I worship words, especially when they are unspoken because then they resonate louder. Through silence, not as an absence of dialogue but as an uncompromising means of direct communication, writer and director Francis Lee (best known for his God’s Own Country) in his film Ammonite (2020) speaks about numerous truths aloud.
He made it clear that he had no intention for this film to be a biopic. However, except for the love story (an utterly fictional construction), Ammonite is a tribute to Mary Anning (1799 – 1847), a pioneering paleontologist and fossil collector, and to her profound contribution to science, which was not valorized during her lifetime just because she was a woman. Despite her growing reputation for finding and identifying fossils, she was a woman in a men’s room, as shown in the film very artfully, and they did not intend to recognize her work.

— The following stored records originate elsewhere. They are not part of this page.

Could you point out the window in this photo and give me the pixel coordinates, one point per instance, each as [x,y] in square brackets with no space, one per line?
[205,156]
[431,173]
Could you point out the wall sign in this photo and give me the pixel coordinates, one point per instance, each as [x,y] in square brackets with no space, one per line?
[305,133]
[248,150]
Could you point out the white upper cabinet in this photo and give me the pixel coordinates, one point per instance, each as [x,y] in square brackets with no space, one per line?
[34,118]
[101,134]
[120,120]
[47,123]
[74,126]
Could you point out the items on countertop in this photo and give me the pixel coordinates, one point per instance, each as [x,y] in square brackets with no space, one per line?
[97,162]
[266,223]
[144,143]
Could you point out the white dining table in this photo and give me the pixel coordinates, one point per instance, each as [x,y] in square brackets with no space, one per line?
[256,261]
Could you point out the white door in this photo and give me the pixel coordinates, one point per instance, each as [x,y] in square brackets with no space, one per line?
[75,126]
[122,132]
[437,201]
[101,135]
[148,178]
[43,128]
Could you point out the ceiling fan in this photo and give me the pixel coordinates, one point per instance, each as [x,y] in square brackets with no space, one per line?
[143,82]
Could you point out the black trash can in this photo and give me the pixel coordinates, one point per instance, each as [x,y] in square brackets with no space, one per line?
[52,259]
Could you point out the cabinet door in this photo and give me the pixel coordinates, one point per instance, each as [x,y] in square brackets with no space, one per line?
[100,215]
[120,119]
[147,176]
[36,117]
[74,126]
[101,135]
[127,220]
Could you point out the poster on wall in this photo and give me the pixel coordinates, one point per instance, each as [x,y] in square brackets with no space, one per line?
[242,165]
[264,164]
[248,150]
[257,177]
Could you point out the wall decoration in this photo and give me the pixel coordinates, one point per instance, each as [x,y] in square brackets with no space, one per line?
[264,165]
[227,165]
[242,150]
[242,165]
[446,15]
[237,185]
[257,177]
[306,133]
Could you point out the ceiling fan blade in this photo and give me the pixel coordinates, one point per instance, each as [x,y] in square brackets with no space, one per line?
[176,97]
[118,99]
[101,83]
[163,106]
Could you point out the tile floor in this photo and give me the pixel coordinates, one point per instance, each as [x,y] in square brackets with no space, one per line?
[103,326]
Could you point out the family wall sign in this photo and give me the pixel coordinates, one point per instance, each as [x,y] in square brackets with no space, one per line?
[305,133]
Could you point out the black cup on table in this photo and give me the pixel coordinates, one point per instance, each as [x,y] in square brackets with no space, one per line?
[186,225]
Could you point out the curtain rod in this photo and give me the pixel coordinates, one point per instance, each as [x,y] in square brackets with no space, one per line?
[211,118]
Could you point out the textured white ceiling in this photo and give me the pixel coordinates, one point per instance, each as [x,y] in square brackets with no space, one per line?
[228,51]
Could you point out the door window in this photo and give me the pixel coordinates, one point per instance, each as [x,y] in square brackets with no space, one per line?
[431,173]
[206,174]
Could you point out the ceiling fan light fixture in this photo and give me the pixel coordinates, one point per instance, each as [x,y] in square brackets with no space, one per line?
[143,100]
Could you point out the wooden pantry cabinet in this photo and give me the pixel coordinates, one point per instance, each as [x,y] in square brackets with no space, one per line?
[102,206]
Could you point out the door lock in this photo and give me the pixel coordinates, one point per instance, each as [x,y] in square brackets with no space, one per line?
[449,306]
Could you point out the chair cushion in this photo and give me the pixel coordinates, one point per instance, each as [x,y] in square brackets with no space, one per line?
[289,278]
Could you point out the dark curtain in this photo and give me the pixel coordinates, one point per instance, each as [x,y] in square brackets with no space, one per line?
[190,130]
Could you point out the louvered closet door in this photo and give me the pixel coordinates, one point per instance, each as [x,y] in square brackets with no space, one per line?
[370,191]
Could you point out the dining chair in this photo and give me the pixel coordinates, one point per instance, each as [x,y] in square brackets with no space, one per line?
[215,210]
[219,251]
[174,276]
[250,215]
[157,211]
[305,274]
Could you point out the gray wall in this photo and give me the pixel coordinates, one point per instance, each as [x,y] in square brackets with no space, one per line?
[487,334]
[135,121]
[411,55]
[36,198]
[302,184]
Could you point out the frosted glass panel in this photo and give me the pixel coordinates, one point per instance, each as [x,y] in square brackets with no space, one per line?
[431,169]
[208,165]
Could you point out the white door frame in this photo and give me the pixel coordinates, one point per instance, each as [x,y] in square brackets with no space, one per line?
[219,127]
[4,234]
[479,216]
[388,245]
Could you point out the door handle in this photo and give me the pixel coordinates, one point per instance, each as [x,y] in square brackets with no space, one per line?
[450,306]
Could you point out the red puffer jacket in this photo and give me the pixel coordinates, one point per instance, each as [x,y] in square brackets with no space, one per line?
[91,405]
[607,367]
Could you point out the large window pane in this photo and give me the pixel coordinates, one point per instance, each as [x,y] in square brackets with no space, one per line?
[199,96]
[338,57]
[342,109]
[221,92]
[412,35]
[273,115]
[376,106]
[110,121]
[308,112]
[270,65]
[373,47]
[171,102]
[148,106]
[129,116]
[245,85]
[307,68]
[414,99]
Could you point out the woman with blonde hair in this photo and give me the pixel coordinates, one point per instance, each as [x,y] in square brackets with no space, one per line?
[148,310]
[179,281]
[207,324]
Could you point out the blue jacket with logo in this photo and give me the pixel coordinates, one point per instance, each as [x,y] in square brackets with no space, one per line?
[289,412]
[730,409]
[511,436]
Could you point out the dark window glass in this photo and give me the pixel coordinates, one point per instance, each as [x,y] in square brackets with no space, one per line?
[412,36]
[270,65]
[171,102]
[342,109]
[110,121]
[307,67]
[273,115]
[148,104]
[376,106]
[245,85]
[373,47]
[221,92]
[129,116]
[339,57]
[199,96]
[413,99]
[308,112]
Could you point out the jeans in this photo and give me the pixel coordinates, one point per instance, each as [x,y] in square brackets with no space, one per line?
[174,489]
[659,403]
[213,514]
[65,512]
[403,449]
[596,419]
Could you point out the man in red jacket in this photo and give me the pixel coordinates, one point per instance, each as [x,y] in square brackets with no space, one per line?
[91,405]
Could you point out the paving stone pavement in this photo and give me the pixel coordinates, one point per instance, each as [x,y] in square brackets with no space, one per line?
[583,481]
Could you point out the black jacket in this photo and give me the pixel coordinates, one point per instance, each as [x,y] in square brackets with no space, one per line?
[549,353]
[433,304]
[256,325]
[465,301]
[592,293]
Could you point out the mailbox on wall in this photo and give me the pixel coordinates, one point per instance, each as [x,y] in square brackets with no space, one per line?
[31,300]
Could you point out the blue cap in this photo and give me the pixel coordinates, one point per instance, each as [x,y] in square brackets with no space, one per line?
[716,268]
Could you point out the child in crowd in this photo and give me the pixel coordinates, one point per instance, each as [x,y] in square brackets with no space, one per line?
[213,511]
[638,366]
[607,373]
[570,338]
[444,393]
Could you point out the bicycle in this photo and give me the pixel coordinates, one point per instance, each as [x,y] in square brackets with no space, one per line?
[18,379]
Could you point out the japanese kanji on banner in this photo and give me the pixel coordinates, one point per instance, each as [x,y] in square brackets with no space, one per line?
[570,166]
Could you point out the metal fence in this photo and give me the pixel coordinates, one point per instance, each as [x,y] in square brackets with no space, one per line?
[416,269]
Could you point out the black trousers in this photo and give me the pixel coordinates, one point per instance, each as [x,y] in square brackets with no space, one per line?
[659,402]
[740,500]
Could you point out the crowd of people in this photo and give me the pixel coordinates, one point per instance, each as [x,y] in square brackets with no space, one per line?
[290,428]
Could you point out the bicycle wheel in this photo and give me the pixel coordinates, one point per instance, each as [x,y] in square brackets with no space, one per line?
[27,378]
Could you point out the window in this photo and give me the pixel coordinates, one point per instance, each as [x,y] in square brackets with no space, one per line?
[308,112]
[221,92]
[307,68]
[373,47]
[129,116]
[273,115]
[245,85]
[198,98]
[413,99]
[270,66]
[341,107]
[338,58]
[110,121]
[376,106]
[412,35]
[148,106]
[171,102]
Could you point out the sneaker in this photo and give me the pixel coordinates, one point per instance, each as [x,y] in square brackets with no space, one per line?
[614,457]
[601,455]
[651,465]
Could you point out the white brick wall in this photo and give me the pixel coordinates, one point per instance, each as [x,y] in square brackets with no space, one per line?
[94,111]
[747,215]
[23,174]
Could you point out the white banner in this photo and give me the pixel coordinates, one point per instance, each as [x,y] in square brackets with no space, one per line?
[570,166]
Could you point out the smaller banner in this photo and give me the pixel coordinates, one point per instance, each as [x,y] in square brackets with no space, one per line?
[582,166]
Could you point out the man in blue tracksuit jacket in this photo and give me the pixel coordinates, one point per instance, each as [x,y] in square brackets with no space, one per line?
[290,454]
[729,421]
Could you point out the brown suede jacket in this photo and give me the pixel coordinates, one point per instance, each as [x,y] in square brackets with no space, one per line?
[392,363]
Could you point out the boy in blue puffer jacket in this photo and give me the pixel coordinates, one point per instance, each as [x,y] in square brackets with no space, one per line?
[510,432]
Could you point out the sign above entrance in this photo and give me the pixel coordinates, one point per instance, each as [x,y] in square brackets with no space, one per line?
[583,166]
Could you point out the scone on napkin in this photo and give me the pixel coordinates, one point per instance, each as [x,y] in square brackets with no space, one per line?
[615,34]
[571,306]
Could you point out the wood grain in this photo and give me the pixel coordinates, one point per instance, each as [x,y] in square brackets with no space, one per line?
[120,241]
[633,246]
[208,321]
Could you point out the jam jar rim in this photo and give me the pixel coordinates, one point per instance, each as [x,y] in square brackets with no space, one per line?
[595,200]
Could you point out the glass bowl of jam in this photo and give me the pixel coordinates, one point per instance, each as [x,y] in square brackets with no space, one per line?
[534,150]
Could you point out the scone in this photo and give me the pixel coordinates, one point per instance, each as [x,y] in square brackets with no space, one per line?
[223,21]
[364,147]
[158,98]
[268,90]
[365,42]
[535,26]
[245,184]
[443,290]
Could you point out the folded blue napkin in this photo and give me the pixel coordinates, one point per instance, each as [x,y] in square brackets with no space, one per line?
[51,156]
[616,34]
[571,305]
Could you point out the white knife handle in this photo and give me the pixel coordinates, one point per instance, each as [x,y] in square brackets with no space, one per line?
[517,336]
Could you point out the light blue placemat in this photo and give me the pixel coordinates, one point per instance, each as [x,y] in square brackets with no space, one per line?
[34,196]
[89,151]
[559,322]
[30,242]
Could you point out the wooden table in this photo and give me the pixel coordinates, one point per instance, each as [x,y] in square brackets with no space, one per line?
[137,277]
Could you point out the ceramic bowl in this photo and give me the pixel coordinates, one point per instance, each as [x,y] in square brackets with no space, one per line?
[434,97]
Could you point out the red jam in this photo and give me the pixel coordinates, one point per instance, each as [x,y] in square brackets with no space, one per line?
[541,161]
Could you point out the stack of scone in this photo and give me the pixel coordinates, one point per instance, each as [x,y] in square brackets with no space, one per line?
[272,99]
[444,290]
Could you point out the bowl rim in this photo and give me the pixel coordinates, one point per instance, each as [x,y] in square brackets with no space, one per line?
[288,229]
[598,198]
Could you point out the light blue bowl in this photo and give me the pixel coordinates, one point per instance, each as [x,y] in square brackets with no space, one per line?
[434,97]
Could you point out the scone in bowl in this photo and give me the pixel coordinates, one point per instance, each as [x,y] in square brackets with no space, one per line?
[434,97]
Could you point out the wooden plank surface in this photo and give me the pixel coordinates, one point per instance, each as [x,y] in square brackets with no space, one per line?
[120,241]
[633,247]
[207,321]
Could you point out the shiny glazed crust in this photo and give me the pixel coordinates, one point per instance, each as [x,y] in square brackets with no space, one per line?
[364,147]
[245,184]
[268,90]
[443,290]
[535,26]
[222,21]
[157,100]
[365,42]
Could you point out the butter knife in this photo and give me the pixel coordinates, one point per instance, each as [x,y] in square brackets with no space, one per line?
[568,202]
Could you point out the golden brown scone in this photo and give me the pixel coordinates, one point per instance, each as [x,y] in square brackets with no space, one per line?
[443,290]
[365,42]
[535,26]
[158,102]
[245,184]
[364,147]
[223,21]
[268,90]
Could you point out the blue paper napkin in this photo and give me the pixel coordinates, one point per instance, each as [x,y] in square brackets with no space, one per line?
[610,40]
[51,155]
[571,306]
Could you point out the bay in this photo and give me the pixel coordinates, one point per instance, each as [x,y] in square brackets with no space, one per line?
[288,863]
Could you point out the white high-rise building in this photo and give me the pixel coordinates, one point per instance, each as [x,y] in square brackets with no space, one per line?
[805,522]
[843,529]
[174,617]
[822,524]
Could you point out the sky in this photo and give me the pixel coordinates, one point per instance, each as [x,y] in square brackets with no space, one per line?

Even though those male scientists were buying Mary’s fossils, which she meticulously prepared, they didn’t bother to acknowledge her accomplishments. The Geological Society of London dismissed her and all women until 1904.
The intellectual achievements of women throughout history have either been ignored, or their achievements have been appropriated (euphemism for stealing) by men. Otherwise, Anning discovered the first ichthyosaur, plesiosaur and pterosaur skeleton, and she found that coprolites were fossilized feces.
The last scene in Ammonite, again without a word, fully reflects this position of the woman scientist. Mary goes to the British Museum, where the ichthyosaur is on display. Immediately at the entrance, you can notice that only men are present. Inside, on the vast wall, there are countless statues and portraits of men, and one perfect movie scene: Mary stands in front of such a portrait, turns around covering the man’s face, thus entering the frame of the picture. For a moment, it is her own portrait. As she goes around the museum, she stands out among the many almost identical male figures, which further emphasizes her exceptionality and uniqueness in that world. When she’s found in front of her display, some male’s name is on the card. Her identity has been stolen. We ask ourselves, what is she without the work to which she dedicated her whole life? This is one bitter truth this film actualizes.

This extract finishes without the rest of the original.